Endowing Robots with Longer-term Autonomy by Recovering from External Disturbances in Manipulation through Grounded Anomaly Classification and Recovery Policies

Endowing Robots with Longer-term Autonomy by Recovering from External Disturbances in Manipulation through Grounded Anomaly Classification and Recovery Policies. [arxiv]
Shuangqi Luo, Hongmin Wu, Shuangda Duan, Yijiong Lin, and Juan Rojas.

Abstract:
Robots are poised to interact with humans in unstructured environments. Despite increasingly robust control algorithms failure modes continue to exist whenever models fail to sufficiently model the unstructured dynamics. We contribute a set of recovery policies to deal with anomalies produced by external disturbances. The recoveries work when various different types of anomalies are triggered any number of times at any point in the task, including during already running recoveries. Our recovery critic stands atop of a tightly-integrated, graph-based online motion-generation and introspection system. Policies, skills, and introspection models are learned incrementally and contextually over time. Recoveries are studied via a collaborative kitting task where a wide range of anomalous conditions are experienced in the system. We also contribute an extensive analysis of the performance of the tightly integrated anomaly identification, classification, and recovery system under extreme anomalous conditions.

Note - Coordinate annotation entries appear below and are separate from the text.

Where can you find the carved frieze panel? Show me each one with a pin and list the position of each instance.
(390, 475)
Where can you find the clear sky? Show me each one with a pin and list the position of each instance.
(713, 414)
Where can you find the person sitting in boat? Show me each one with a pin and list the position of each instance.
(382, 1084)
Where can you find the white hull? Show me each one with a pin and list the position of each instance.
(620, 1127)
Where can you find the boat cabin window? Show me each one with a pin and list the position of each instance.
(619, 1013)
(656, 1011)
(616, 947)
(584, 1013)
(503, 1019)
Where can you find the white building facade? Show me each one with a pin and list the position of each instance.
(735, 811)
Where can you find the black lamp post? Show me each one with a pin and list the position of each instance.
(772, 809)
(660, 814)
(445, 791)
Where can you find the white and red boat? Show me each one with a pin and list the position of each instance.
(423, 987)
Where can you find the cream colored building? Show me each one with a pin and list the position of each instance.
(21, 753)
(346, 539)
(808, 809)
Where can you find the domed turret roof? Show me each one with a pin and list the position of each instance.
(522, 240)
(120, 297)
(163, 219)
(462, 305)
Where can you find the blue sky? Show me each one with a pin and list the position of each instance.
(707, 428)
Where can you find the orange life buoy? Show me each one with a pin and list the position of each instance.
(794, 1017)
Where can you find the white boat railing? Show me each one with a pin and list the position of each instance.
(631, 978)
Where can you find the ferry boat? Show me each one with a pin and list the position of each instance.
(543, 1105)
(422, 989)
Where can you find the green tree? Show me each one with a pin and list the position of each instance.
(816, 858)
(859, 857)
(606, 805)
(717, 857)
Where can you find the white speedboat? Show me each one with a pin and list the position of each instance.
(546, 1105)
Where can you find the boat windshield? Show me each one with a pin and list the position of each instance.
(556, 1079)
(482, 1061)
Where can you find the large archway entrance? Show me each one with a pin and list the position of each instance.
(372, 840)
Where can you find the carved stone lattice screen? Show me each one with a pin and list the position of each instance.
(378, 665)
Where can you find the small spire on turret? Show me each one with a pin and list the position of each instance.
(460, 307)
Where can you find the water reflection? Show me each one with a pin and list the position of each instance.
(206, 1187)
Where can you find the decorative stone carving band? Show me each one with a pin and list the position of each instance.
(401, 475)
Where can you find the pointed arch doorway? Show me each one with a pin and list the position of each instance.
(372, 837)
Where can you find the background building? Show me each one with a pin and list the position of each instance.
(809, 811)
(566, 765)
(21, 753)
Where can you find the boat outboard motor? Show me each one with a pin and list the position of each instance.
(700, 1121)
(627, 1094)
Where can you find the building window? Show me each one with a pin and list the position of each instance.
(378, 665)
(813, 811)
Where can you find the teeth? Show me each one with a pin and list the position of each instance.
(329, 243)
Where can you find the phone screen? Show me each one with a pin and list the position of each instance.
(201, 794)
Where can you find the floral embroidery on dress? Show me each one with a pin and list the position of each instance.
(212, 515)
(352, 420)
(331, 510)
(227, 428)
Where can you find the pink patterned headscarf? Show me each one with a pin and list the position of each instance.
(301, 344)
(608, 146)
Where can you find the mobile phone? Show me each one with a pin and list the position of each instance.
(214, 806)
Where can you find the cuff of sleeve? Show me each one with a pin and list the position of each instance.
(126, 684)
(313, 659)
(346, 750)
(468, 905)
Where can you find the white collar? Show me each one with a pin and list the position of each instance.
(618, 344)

We show how the integration of such a system achieves performances greater than the sum of its parts.

Resources:

  • Code:
    https://github.com/birlrobotics/birl_kitting_experiment

  • Supplement 1: Video
    The video introduces the kitting experiment along with a summary of the framework, motion generation, introspection, and recovery techniques. It also demonstrates the robot’s ability to recover under different anomalous circumstances explained in Experiments 5 and 6. The video is available at (Youtube | Youku).

  • Supplement 2: Dataset
    Our dataset can be found in the following repo (37GB).

  • Supplement 3 & 4: Results and Analysis:
    • All results included in this paper and their corresponding analysis can be found in two excel sheets:
      #3) the first one, offers experiment-by-experiment counts and results, with a summary tab for all experiments.
      #4) The second one, uses an excel-sheet grouping function, that allows one to see totals or individual experimental counts easily.

  • Supplement 5: Appendices
    Our paper contains 4 Appendices. They can be found here.